O desconforto da dúvida e a religião do futebol

Quem despreza o futebol não conhece sua força diante das crenças de muitas pessoas. A modernidade trouxe as novidades cartesianas e as reflexões iluministas. Desmontou tradições religiões, mas as mudanças não se dão sem vestígios do passado. Não pense que o racionalismo desfez os mitos e sufocou os mistérios. Aqueles que exaltam o reino das rupturas deixam de ver as permanências. As sociabilidades não se extinguem num passe de mágica. O território dos dogmas pertence aos que precisam acreditar no ritmo das salvações. Por isso, as culturas contemporâneas conservam uma complexidade incessante. Rituais do passado não se desmancharam, acolhem e respondem inseguranças. As invenções da tecnologia não produzem homogeneidade. Há rejeições e desconsolos.

É difícil se restringir a fórmulas para compreender a história. A nostalgia não é modismo vazio. Ela tem eco em muitos corações. As lacunas mostram que as faltas compõem as narrativas de cada um e as estimula. Parece uma especulação sem sentido, porém os exemplos acontecem. No futebol, há praticas de fanatismos, torcidas organizadas que cantam hinos, rivalidades com adversários considerados insuportáveis, sacrífícos financeiros, fidelidade  às paixões clubísticas. O sofrimento não é motivo de afastamento, porém atiça desejos e promessas.Há muitas histórias que demonstram que o futebol é, para alguns, uma religião.

Ele não existe sem o delírio, sem o encanto pelas jogadas dos craques, sem orações antes das partidas tensas. Há torcidas de trajetórias exemplares. Observe as do Barcelona, do Flamengo, do Sport, do Bahia, do Santos, do Corinthians, do Santa Cruz… Basta ler as notícias dos jornais, ouvir entrevistas e conversas nos ônibus e nos bares. Mesmo que não se sinta motivado pelas sutilezas dos esportes, concentre-se e mergulhe na multiplicidade de emoções que eles proporcionam. O futebol, sobretudo, seduz multidões. Espalha sua força pelo mundo inteiro. Neymar, Messi, Maradona, Pelé, Ronaldinho recebem homenagens constantes, provocam deslumbramentos com suas jogadas e as memórias das suas artes.
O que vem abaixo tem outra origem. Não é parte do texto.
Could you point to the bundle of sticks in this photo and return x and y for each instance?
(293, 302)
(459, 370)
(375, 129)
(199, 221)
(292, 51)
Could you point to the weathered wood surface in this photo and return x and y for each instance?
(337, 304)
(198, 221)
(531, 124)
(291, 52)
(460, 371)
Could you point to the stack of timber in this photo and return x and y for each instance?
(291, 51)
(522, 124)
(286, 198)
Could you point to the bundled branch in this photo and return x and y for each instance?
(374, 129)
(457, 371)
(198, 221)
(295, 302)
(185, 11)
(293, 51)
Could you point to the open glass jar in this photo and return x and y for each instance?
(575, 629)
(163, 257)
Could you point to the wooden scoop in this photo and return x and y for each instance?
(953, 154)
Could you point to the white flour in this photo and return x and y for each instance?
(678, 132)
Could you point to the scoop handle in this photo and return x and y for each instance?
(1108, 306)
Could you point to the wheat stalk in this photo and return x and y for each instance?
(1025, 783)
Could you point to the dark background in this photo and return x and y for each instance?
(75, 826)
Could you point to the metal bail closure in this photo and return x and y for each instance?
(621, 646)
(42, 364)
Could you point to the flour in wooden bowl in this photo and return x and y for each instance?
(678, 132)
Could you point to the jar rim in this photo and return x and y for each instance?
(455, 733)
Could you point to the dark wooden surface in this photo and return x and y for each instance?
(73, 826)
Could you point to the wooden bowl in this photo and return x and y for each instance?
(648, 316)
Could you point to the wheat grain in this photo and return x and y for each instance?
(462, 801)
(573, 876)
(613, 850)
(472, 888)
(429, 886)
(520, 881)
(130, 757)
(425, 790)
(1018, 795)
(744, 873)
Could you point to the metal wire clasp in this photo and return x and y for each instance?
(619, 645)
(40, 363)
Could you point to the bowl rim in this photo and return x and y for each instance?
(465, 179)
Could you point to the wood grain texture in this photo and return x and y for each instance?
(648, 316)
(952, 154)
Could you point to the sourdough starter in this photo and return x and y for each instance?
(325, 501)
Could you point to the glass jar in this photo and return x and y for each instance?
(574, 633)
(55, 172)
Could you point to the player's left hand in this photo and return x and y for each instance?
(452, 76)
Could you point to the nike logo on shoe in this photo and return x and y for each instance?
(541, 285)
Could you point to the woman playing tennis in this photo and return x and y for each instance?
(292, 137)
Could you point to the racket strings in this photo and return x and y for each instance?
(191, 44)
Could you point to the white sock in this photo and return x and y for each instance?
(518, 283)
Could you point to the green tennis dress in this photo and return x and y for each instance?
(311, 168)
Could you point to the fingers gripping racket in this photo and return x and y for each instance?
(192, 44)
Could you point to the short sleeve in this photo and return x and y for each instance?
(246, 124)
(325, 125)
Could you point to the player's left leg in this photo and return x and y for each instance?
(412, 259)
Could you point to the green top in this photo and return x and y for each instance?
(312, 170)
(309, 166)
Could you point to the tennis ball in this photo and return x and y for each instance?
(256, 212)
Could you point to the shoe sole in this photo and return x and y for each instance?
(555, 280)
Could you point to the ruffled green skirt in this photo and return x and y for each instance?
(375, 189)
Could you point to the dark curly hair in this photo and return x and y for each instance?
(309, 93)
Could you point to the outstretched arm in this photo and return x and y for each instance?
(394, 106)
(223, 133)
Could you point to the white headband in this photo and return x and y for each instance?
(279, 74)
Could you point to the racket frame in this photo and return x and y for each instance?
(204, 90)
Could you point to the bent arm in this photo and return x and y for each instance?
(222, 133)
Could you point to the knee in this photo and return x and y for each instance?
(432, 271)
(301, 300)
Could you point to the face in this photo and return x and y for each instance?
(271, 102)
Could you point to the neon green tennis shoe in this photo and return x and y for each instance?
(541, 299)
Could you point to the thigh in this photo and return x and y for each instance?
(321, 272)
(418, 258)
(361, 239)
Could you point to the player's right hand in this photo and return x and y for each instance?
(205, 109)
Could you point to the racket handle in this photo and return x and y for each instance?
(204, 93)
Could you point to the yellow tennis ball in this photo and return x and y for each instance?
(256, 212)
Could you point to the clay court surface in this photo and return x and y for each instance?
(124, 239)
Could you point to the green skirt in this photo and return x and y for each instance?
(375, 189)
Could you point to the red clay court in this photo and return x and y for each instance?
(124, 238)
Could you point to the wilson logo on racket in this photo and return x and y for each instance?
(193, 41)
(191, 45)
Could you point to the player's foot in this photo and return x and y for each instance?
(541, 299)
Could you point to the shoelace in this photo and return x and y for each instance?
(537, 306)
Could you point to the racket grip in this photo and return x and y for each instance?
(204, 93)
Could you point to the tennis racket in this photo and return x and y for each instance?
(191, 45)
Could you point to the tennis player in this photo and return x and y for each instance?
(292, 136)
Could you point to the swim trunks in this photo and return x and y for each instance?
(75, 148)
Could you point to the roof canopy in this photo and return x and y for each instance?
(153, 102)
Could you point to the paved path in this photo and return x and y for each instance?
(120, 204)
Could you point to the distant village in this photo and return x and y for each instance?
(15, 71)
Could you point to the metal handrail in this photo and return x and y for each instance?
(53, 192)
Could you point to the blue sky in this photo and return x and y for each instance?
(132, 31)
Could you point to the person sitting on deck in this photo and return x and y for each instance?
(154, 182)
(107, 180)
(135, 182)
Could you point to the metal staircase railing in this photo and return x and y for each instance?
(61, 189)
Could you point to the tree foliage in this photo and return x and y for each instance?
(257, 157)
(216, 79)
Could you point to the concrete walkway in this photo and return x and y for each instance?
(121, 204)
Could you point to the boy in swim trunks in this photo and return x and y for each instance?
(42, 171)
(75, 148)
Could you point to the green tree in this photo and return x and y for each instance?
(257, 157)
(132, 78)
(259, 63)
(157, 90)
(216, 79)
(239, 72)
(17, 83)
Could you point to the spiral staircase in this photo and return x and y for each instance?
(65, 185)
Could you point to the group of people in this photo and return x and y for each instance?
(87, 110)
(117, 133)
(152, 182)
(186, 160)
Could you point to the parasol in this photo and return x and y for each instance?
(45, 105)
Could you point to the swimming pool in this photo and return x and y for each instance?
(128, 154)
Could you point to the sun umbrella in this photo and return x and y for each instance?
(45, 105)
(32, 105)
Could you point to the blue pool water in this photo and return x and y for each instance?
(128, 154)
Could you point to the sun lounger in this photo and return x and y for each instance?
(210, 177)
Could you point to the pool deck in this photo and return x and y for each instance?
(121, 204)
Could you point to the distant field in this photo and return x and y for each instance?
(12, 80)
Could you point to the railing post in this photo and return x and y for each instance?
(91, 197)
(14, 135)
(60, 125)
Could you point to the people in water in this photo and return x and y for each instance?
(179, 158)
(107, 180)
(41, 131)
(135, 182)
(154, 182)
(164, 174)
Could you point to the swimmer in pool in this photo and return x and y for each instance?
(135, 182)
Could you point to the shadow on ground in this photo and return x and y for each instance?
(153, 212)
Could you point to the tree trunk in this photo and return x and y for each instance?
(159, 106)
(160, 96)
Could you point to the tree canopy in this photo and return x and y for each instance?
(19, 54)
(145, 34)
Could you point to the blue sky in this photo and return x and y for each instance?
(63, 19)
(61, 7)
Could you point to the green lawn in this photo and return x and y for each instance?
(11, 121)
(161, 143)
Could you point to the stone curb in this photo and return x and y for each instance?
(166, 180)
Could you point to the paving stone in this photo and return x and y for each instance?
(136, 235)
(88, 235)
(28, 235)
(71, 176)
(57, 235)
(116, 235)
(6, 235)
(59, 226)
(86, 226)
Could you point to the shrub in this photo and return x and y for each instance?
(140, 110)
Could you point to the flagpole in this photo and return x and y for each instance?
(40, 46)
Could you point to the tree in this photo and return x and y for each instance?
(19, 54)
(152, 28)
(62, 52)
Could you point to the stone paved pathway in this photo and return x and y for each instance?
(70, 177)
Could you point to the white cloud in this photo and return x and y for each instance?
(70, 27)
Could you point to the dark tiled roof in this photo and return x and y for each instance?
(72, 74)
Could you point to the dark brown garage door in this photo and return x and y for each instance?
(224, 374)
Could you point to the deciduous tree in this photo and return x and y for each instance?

Não é a garantia da vitória que sacode o fanatismo. Há times que vivem momentos de derrotas, mas que não perdem seu elo com os gritos dos apaixonados.Portanto, os estádios se transformam em altares que comportam milhares de seguidores dos ídolos e das cores abençoadas. Instigam mais que os discursos políticos. Trazem agressividades e transcendências. O gol é êxtase, ressurreição, alegria incomum. Não se trata de desenhar ficções. Tudo está muito próximo. Esconda-se dos preconceitos, revire os intelectualismos arrogantes e não subestime as interioridades da cultura. Nem tudo exige explicação. A clareza pode ser um mito.

A vida é montada com peças surpreendentes e as buscas riscam caminhos inesperados. O Santa Cruz tem levado multidões aos jogos, depois de anos de amarguras frequentes. Os números não negam. Os tricolores não desistiram de acreditar na volta por cima, porém o voo final flutua lentamente e as desconfianças se acendem. A religião das três cores sofre abalos. O desconforto não está no calor do sol, na dureza do cimento das arquibancadas. Alguma coisa se ausenta na hora da decisão. A fé empalidece, a esperança se acanha, a ansiedade se configura.